Consider metaphorical uses of words, which abound in language. Metaphorical uses of verbs (Clinton and Trump are running for office) and prepositions (in love, under stress) are especially common. What if every time you encountered one of these uses (in love, in a moment, in time, in a war, in exchange), you were to model all of the sensorimotor properties associated with the word? You would have to find the few relevant properties (in the case of prepositions, control) among the many that are irrelevant every time you encountered a use. In this case, drawing on sensorimotor properties instead of a more abstract representation could actually impair comprehension.
Even though you now know the origin of the phrase going berserk, and may have more visual, acoustic, and tactile properties associated with the action, your abstract representation (‘going wild’) hasn’t disappeared.
Now, let’s say you encounter a new use: “Strong electromagnetic fields, as are generated by loudspeakers and the electric doors of a commuter train, cause the watches to go berserk, reported owners, and heat and cold can be disastrous to accuracy.” Did you draw on all those properties?

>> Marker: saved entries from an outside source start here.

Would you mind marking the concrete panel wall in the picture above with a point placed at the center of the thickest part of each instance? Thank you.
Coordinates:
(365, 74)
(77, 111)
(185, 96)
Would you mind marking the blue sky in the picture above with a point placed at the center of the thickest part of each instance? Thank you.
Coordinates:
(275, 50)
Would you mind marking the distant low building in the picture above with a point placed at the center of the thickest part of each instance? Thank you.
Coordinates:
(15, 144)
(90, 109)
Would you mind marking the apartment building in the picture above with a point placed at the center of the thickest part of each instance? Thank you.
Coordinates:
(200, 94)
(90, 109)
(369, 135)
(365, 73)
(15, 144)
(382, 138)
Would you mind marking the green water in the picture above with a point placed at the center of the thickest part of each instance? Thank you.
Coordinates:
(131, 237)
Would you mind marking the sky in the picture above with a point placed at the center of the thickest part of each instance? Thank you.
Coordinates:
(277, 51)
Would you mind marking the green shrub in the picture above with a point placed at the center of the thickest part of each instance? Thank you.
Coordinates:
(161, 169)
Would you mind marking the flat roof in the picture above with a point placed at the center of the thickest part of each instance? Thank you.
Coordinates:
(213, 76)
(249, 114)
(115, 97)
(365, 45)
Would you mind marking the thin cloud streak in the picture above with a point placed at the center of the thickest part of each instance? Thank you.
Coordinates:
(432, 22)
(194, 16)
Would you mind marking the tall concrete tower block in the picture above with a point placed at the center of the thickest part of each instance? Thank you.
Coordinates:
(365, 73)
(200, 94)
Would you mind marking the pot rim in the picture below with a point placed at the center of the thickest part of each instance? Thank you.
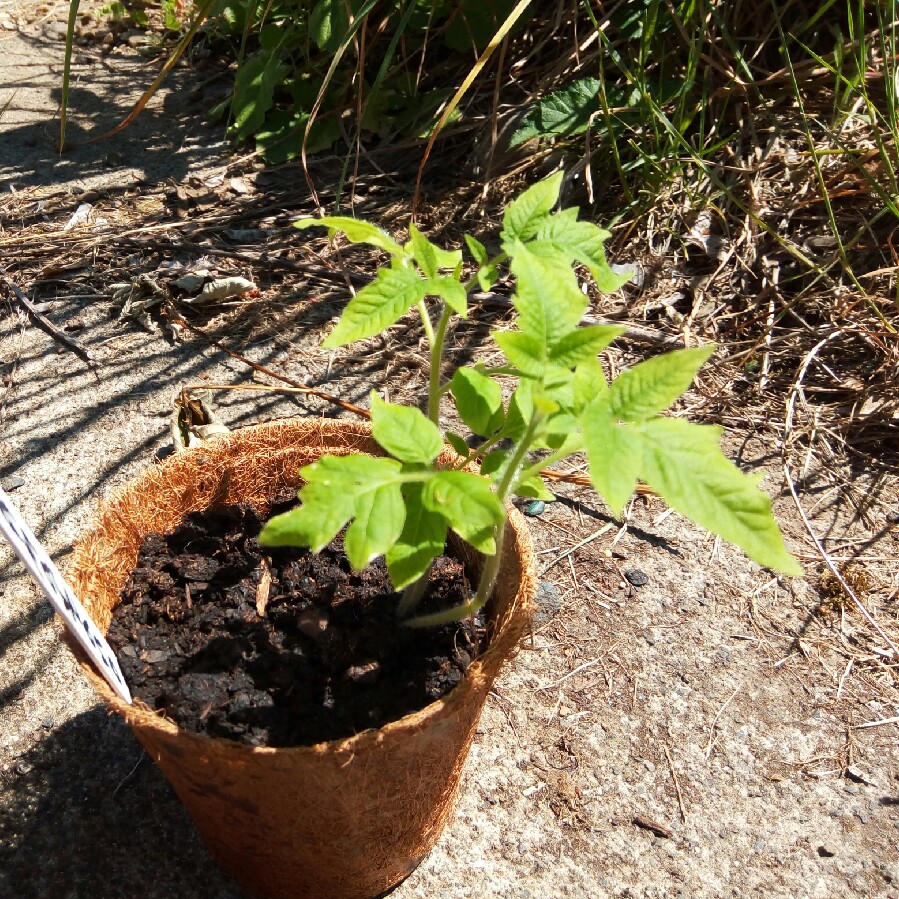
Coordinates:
(502, 645)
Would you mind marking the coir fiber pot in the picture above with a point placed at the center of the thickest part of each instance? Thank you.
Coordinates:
(346, 819)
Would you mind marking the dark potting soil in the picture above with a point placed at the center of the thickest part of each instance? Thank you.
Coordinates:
(278, 647)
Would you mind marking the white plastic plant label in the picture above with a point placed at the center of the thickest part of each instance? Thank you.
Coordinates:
(36, 560)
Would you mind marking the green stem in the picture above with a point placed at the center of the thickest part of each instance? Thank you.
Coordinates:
(412, 595)
(559, 454)
(510, 478)
(437, 341)
(426, 322)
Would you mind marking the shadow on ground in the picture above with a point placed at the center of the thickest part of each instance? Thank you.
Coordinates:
(86, 813)
(168, 140)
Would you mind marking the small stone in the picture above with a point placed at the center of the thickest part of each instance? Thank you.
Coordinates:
(313, 623)
(636, 577)
(549, 602)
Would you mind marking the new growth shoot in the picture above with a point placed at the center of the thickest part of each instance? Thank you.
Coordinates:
(402, 505)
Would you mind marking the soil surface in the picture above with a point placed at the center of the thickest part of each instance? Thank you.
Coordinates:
(704, 730)
(279, 647)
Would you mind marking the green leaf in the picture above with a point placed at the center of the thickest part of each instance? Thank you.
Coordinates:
(614, 455)
(422, 539)
(579, 242)
(547, 297)
(355, 230)
(477, 250)
(521, 410)
(329, 23)
(404, 431)
(487, 275)
(336, 486)
(583, 343)
(524, 215)
(450, 291)
(378, 305)
(254, 92)
(479, 401)
(523, 351)
(458, 444)
(378, 523)
(468, 504)
(564, 112)
(653, 385)
(281, 137)
(684, 464)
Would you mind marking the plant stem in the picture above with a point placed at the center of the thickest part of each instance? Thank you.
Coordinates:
(561, 453)
(437, 341)
(412, 595)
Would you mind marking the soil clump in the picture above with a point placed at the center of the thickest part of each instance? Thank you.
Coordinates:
(279, 647)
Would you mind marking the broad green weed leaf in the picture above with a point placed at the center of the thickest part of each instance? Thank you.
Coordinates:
(564, 112)
(579, 242)
(328, 23)
(458, 444)
(468, 504)
(422, 539)
(377, 525)
(378, 305)
(522, 350)
(450, 291)
(524, 216)
(547, 298)
(479, 401)
(254, 92)
(683, 462)
(477, 249)
(614, 456)
(582, 344)
(355, 230)
(404, 431)
(653, 385)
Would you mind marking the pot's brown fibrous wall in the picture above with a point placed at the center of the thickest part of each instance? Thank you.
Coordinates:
(344, 820)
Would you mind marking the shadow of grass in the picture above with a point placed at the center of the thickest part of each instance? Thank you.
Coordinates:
(85, 813)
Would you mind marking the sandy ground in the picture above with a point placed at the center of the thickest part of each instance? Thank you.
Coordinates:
(699, 736)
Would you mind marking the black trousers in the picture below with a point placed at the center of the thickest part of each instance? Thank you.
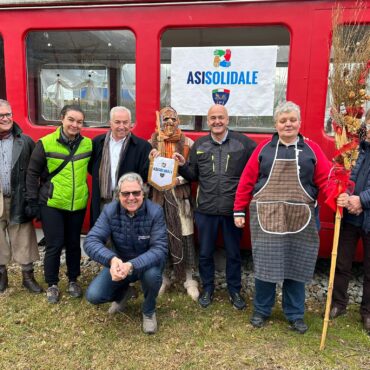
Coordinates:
(349, 237)
(61, 229)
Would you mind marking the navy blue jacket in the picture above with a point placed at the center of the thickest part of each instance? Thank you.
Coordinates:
(141, 240)
(364, 195)
(217, 168)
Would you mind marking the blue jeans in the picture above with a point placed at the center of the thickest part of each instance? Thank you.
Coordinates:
(293, 298)
(208, 226)
(102, 289)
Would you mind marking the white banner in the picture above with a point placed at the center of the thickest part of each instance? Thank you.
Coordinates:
(240, 77)
(162, 173)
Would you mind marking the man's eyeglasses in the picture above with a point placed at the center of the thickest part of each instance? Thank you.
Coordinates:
(6, 115)
(135, 193)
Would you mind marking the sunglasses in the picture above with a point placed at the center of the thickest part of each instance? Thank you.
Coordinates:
(135, 193)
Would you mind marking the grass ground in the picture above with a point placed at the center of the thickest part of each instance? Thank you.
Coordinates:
(76, 335)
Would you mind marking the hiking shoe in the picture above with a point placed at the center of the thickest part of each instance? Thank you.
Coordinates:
(119, 306)
(237, 301)
(298, 326)
(74, 289)
(257, 320)
(336, 311)
(53, 294)
(205, 299)
(150, 324)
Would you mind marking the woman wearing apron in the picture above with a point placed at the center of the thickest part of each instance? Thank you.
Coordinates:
(280, 184)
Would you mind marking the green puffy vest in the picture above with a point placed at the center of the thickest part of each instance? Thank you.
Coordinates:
(68, 189)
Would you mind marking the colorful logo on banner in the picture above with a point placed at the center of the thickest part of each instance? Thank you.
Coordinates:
(222, 58)
(220, 96)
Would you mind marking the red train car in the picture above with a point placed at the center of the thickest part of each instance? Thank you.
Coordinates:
(105, 53)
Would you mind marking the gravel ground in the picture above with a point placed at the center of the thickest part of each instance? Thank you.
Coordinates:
(315, 291)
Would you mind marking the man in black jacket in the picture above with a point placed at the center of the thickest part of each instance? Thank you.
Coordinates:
(15, 152)
(115, 153)
(217, 161)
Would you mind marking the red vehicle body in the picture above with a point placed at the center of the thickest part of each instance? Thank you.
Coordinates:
(308, 25)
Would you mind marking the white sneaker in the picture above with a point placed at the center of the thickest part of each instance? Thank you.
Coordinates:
(119, 307)
(166, 283)
(150, 324)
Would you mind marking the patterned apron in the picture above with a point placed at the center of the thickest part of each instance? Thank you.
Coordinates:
(284, 237)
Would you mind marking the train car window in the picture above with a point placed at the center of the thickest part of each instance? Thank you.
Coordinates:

Probably not—operating at an abstract level is still easier when you want to understand the word in context.
Abstract representations are useful, but how do we get them? Barsalou in his contribution to the #symbodiment special issue laid out three general routes to abstraction: multimodal compression, distilled abstraction, and distributed linguistic representation. Multimodal compression refers to the integration of information from different modalities into a single representation. Distilled abstraction refers to abstracting only the relevant aspects of experience to form a sparser concept. Finally, distributed linguistic representation refers to the use of words as symbolic placeholders that may or may not be enriched with sensorimotor simulations.
All of these routes allow us to build up and use stand-alone abstract representations that don’t necessarily require sensorimotor simulation. These representations may only be heuristics, as Barsalou points out, but heuristics are good enough for most situations. For example, understanding what it means to go berserk.
A broader view
Taking a broader view of embodied cognition, Killeen characterized it as a “movement that recognizes that the whole body and parts of its environment often play crucial roles that interact with other cognitive processes to guide perception and action”. Indeed, the theme that emerges is that we can adapt the way we conceptualize the world based on our experiences, our current environment, the task at hand, and so on.
In the future, I hope we further our understanding of how exactly we adapt to our (internal and external) environments. And given the divisions of the past, I hope that work in this domain is nourished by a spirit of generosity and camaraderie. The approaches we take are often on “different, often complementary, levels of discourse. When they do overlap, important value is added”, as Killeen put it. There are many ways to understand mind and behavior, and there is room for multiple levels of analysis.